A large volume of blood serum is filtered through the kidney. Lipid-soluble toxicants are reabsorbed and concentrated in kidney cells. Impaired kidney function causes slower elimination of toxicants and increases their toxic potential.

Health Status
The health of an individual or organism can play a major role in determining the levels and types of potential toxicity. For example, an individual may have pre-existing kidney or liver disease. Certain conditions, such as pregnancy, also are associated with physiological changes in kidney function that could influence toxicity.

Nutritional Status
Diet (nutritional status) can be a major factor in determining who does or does not develop toxicity. For example:

Consumption of fish that have absorbed mercury from contaminated water can result in mercury toxicity; an antagonist for mercury toxicity is the nutrient selenium.
Some vegetables can accumulate cadmium from contaminated soil; an antagonist for cadmium toxicity is the nutrient zinc.
Grapefruit contains a substance that inhibits the P450 drug detoxification pathway, making some drugs more toxic.
Find out more about nutrition and chemical toxicity here.

Circadian Rhythms
Circadian rhythms can play a role in toxicity. For example, rats administered an immunosuppressive drug had severe toxicity in their intestines 7 hours after light onset compared to controls and to other times in the day. The rats had changes in their digestive enzyme activity and other physiological indicators at this dosing time.

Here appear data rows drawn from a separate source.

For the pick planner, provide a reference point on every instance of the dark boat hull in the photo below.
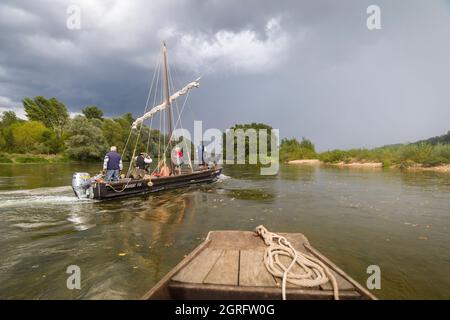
(105, 190)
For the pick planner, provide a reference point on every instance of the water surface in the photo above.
(397, 220)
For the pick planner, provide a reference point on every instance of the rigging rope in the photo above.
(155, 73)
(313, 272)
(179, 119)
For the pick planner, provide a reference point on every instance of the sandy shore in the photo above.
(306, 161)
(370, 165)
(359, 164)
(443, 168)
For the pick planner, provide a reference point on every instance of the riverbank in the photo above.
(372, 165)
(33, 158)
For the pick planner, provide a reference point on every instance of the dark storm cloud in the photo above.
(310, 68)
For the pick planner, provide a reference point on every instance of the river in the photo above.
(397, 220)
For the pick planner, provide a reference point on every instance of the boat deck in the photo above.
(229, 265)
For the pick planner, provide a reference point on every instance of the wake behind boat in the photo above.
(141, 181)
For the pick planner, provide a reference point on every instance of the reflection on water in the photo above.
(397, 220)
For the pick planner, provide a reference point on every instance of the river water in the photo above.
(397, 220)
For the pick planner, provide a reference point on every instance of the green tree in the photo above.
(28, 135)
(51, 112)
(92, 112)
(85, 140)
(6, 137)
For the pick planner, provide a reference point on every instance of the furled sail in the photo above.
(164, 105)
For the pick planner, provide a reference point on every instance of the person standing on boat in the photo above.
(142, 161)
(112, 165)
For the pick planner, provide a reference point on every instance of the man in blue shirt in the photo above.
(112, 164)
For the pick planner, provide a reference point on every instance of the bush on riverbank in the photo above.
(403, 156)
(33, 158)
(291, 149)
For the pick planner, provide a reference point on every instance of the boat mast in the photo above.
(167, 98)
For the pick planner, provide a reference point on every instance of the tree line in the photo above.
(50, 130)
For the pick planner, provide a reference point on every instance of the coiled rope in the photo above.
(313, 272)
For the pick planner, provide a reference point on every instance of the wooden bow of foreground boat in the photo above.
(229, 265)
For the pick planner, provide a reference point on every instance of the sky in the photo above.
(308, 68)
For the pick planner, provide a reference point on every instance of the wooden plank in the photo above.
(358, 287)
(197, 270)
(252, 271)
(188, 291)
(295, 269)
(226, 269)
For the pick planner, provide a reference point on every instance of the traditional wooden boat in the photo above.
(129, 186)
(86, 186)
(229, 265)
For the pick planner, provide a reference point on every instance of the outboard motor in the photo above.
(81, 185)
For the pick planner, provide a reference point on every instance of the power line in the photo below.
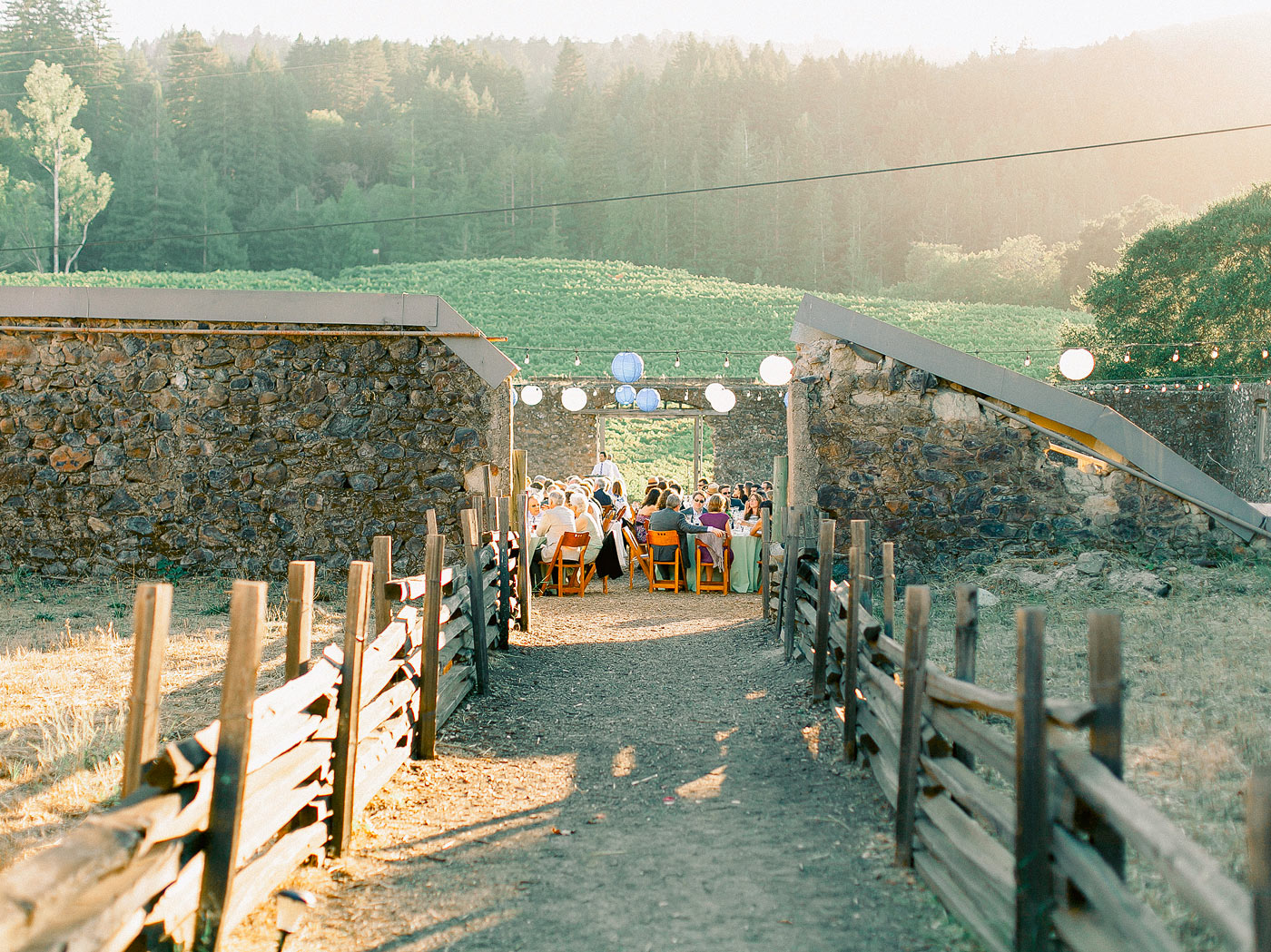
(639, 196)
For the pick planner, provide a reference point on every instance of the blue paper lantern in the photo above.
(626, 368)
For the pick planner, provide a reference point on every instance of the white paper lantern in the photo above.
(1077, 364)
(775, 370)
(724, 400)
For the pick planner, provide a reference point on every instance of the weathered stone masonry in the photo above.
(950, 481)
(232, 454)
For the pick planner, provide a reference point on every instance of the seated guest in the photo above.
(670, 517)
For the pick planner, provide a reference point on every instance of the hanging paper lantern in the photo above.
(1077, 364)
(775, 370)
(648, 399)
(628, 368)
(724, 400)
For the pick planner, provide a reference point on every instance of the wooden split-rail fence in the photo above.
(210, 827)
(1022, 837)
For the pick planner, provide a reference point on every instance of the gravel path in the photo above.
(645, 774)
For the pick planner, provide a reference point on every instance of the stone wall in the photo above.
(232, 454)
(950, 481)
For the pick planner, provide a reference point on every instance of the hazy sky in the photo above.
(938, 28)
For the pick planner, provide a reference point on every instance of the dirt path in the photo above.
(645, 774)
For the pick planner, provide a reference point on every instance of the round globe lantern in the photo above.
(648, 399)
(775, 370)
(626, 368)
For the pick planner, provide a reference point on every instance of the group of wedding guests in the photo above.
(599, 506)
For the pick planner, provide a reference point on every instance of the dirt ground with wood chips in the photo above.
(645, 774)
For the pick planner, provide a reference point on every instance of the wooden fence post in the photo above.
(350, 702)
(790, 586)
(477, 599)
(822, 644)
(848, 685)
(965, 641)
(248, 602)
(889, 590)
(1033, 884)
(523, 571)
(505, 572)
(765, 567)
(918, 606)
(426, 732)
(301, 616)
(152, 613)
(1257, 811)
(381, 558)
(1103, 629)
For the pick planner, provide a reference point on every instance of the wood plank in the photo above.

Find out more about circadian rhythm and gut toxicity here.

Other Factors
Presence of Other Chemicals
The presence of other chemicals, at the same time, earlier, or later may:

Decrease toxicity (antagonism)
Add to toxicity (additivity)
Increase toxicity (synergism or potentiation)
For example:

Antidotes used to counteract the effects of poisons function through antagonism (atropine counteracts poisoning by organophosphate insecticides).
Alcohol may enhance the effect of many antihistamines and sedatives.
A synergistic interaction between the antioxidant butylated hydroxytoluene (BHT) and a certain concentration of oxygen results in lung damage in the form of interstitial pulmonary fibrosis.